To evaluate morphological changes, 1 ml of culture was incubated for 5 min at 37°C with 5 μg/ml of nile red (Sigma) to stain the membrane, and the cell wall was labeled with 1 μg/ml of an equal mixture of vancomycin (Alfa Aesar) and a BODIPY FL conjugate of vancomycin (Invitrogen). Excess dye was removed by washing with TSB. To determine if membrane perturbations were RIFs, the lipophilic dye DiI-C12 (Invitrogen) was used as described (Wenzel et al., 2018). Briefly, overnight cultures were diluted 1:1000 into fresh TSB containing 1% DMSO and 1 μg/ml DiI-C12. Cells were grown to ~2 × 108 CFU/ml and washed four times with pre-warmed TSB containing 1% DMSO. Cells were then treated for 10 min and washed to remove excess antibiotic and dye. Washes and incubation steps were performed in a warm room to maintain samples at 37°C for optimal DiI-C12 solubility. For visualization of divisome proteins, overnight cultures of HG003 ezrA-gfp were diluted 1:1000 into fresh TSB and grown to ~2 × 108 CFU/ml. Cells were then treated for 10 min prior to washing with TSB. To visualize peptidoglycan biosynthesis, 1 ml of culture was incubated with the fluorescent d-amino acid HADA (Tocris Bioscience) at a final concentration of 250 μM for 5 min. The cells were subsequently washed with TSB and incubated with WGA tagged with Alexa Fluor 488 (WGA-488, Invitrogen) at a final concentration of 2 μg/ml for 5 min; excess WGA-448 was removed by washing with TSB. Both incubation steps were carried out at 37°C with agitation.

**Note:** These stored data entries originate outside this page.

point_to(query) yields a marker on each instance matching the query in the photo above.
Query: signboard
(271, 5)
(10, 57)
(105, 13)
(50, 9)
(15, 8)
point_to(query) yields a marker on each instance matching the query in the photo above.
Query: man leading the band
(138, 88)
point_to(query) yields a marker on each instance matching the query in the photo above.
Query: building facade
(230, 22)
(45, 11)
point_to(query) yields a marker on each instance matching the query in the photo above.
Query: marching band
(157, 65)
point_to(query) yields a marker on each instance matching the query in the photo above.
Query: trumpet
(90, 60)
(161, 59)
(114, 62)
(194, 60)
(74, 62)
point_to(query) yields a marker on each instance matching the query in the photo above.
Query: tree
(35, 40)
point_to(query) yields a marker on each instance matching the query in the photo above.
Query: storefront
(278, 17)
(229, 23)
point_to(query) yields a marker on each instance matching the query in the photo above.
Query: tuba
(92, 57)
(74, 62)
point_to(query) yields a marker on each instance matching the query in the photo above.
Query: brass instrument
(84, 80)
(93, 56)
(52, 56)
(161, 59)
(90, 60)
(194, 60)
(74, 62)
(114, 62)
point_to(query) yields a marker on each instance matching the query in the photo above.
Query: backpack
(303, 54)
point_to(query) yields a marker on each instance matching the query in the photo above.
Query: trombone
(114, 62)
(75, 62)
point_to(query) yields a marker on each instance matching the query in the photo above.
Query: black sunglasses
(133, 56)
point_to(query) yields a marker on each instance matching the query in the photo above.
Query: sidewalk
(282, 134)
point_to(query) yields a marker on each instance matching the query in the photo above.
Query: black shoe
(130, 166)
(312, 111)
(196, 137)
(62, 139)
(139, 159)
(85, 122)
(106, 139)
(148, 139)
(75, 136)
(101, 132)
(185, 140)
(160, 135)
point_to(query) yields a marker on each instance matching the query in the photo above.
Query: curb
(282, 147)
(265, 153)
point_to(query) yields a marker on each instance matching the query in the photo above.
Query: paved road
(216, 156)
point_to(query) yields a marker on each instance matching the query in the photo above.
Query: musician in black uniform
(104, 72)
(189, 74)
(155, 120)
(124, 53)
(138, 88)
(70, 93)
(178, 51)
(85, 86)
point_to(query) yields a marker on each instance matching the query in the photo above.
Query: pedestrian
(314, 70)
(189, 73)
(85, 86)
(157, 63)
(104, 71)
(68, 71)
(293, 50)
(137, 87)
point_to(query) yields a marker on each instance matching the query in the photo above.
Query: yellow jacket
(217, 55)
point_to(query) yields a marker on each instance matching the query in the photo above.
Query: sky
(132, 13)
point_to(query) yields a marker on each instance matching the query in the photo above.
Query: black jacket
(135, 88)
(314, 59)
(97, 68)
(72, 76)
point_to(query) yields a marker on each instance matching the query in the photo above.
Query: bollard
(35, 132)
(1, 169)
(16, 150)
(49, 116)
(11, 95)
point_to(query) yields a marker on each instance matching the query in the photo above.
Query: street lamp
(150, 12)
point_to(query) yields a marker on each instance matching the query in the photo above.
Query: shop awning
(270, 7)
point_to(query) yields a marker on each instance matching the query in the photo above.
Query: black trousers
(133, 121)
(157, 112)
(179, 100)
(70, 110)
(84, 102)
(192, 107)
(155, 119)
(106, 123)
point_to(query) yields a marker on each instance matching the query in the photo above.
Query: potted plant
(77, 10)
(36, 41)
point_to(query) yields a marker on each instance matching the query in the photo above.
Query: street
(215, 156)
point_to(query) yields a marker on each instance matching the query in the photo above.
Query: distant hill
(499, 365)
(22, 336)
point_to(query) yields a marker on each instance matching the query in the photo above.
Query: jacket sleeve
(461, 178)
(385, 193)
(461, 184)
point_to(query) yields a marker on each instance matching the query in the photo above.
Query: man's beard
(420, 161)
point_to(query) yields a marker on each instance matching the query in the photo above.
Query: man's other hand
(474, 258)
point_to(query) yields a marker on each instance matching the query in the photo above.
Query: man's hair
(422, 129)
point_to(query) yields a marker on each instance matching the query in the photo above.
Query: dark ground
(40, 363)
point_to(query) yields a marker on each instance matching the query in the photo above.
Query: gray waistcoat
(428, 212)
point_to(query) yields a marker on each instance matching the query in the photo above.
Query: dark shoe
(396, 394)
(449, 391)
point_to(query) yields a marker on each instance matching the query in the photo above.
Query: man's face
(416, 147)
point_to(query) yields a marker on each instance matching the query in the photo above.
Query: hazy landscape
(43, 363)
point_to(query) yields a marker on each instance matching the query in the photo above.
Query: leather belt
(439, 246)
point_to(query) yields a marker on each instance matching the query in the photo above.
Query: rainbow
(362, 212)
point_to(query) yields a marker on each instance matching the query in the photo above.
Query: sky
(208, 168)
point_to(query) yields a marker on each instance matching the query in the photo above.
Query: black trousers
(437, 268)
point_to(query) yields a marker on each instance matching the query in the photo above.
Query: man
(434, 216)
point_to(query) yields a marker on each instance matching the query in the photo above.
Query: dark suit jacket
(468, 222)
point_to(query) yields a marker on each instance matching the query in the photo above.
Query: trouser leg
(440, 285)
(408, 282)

After staining, S. aureus was fixed with 4% paraformaldehyde made fresh day of for 20 min at room temperature with agitation. Cells were then washed with PBS and resuspended in 1st/10th the starting volume. Samples were imaged within 24 hr of fixation by pipetting 2 μl of sample onto an agarose pad (made as previously described Skinner et al., 2013) and mounted onto a #1.5 cover slip.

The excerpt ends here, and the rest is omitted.